Hi, I worked on some osrs computer vision personal project, don't have experience in reinforcement learning tho, do you use any sort of computer vision? Or is there code injections? Because I see your AI switching prayer without switching to prayer tab, how does it know the position of potions etc??? I would love to know thx

@Naton1 3 месяца назад

Yeah it hooks directly into the game client to perform higher level actions. The agent will choose things like use protect from melee, drink a combat potion, and eat food.

@roofyosrs3513 3 месяца назад

@@Naton1thank you for the reply, do you have a discord bud? i have few questions, would appreciate if you can get in touch with me, not going to ask you about your plug in or anything, I just wanna develop something specific but without having access to the client, I am familiar with pytorch computer visions but I wanna learn some reinforcement learning and got some questions.

@Naton1 3 месяца назад

@@roofyosrs3513 I do, my discord is naton2.

@roofyosrs3513 3 месяца назад

@@Naton1 I added you bro

@OfficialMastercape 2 месяца назад

If all the accounts used were banned, why did you blur the username?

@Naton1 2 месяца назад

The opponents names are blurred

@damendoyeee 3 месяца назад

Interesting

@kell7689 11 дней назад

Such a cool project

@chrisc.6601 4 месяца назад

What's your day job? Do you do any ML? been keeping up with the project since you first posted and blows me away. This is fantastic work.

@Naton1 4 месяца назад

Appreciate it! I’ve been working professionally as a software engineer since I graduated from school two years ago. No ML or anything as a day job.

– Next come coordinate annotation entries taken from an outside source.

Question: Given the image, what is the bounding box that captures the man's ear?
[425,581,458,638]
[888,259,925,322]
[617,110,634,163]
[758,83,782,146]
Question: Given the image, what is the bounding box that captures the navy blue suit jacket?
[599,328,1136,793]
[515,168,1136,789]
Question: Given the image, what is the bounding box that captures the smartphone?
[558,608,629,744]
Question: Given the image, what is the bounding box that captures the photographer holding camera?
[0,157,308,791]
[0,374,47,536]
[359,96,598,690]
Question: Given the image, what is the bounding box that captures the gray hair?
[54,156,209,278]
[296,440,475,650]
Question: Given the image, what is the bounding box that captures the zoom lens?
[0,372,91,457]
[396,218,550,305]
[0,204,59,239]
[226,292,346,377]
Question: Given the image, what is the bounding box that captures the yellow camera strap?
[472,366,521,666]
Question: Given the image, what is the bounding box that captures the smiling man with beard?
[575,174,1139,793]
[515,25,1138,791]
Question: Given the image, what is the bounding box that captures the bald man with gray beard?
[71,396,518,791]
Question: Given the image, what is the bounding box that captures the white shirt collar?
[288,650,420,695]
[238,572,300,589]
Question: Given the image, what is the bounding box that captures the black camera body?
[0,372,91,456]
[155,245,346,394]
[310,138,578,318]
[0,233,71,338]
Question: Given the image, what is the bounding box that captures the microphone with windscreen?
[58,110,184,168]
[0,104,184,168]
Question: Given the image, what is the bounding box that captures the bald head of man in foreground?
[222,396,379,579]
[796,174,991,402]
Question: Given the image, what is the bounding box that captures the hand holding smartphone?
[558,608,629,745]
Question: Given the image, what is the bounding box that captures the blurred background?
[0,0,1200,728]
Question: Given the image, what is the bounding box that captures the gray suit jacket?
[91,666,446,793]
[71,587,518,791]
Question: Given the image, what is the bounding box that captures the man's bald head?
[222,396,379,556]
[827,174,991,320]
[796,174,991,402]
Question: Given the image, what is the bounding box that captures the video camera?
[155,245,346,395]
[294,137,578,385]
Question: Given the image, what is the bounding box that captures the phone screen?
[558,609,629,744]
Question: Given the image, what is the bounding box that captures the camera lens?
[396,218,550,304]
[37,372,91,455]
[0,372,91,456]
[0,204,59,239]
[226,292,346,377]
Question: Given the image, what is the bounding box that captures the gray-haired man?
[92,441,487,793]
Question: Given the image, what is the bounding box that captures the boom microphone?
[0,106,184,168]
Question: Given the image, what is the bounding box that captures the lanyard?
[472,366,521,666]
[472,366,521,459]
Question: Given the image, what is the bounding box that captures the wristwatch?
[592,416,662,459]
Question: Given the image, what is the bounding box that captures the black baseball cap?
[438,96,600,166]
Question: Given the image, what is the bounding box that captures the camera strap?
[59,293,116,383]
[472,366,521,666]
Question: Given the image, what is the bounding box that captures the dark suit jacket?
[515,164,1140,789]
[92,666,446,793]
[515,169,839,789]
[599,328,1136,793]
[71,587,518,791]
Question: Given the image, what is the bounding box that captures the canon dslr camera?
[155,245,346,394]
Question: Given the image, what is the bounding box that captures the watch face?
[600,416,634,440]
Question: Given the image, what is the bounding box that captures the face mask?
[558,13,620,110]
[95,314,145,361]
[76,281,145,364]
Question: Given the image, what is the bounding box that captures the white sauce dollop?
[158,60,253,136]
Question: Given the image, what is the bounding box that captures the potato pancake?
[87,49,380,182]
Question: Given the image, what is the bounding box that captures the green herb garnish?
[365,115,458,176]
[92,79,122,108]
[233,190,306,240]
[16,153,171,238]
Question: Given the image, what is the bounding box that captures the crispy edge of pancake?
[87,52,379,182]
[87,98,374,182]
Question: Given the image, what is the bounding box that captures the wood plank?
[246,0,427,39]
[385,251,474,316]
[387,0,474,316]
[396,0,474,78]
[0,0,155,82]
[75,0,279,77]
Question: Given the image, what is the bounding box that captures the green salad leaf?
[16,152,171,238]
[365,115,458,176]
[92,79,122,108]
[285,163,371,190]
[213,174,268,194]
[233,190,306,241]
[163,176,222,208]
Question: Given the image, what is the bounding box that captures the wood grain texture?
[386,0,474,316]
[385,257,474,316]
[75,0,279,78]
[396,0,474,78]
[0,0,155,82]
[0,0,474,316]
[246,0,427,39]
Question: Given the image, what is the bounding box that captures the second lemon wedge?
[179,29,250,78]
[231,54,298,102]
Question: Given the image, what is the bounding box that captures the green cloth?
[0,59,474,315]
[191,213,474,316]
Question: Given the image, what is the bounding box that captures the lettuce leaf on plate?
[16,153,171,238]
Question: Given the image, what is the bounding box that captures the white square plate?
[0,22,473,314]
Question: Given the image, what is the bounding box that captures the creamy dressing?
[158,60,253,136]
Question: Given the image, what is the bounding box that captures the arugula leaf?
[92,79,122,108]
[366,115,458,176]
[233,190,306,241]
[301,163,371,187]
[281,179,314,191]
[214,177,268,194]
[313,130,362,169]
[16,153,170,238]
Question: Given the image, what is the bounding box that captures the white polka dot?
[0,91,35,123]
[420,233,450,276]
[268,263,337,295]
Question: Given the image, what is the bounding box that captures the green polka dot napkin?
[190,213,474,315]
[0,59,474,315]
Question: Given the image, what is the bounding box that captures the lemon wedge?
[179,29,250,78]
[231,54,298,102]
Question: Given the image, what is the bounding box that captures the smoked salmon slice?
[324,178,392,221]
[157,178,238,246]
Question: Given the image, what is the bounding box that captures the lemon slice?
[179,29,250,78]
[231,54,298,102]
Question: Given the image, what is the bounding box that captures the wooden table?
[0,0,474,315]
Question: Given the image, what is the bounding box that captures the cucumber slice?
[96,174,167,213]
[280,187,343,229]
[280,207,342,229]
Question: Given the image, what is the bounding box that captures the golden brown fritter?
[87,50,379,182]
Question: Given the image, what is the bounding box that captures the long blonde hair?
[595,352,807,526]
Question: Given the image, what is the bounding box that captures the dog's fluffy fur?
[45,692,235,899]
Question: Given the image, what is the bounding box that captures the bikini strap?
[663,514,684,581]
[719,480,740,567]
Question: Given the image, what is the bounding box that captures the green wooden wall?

@sallyjones5231 4 месяца назад

I love this! Need more than a like button, we need a love button.

@iggynub 3 месяца назад

What an incredible project.

@kingcoconut3697 Месяц назад

Can this work for basic woodcutting skills?

@Naton1 Месяц назад

Woodcutting is so simple it's not too helpful to apply this kind of thing there. The best actions can be computed through simple logic and no machine learning is needed.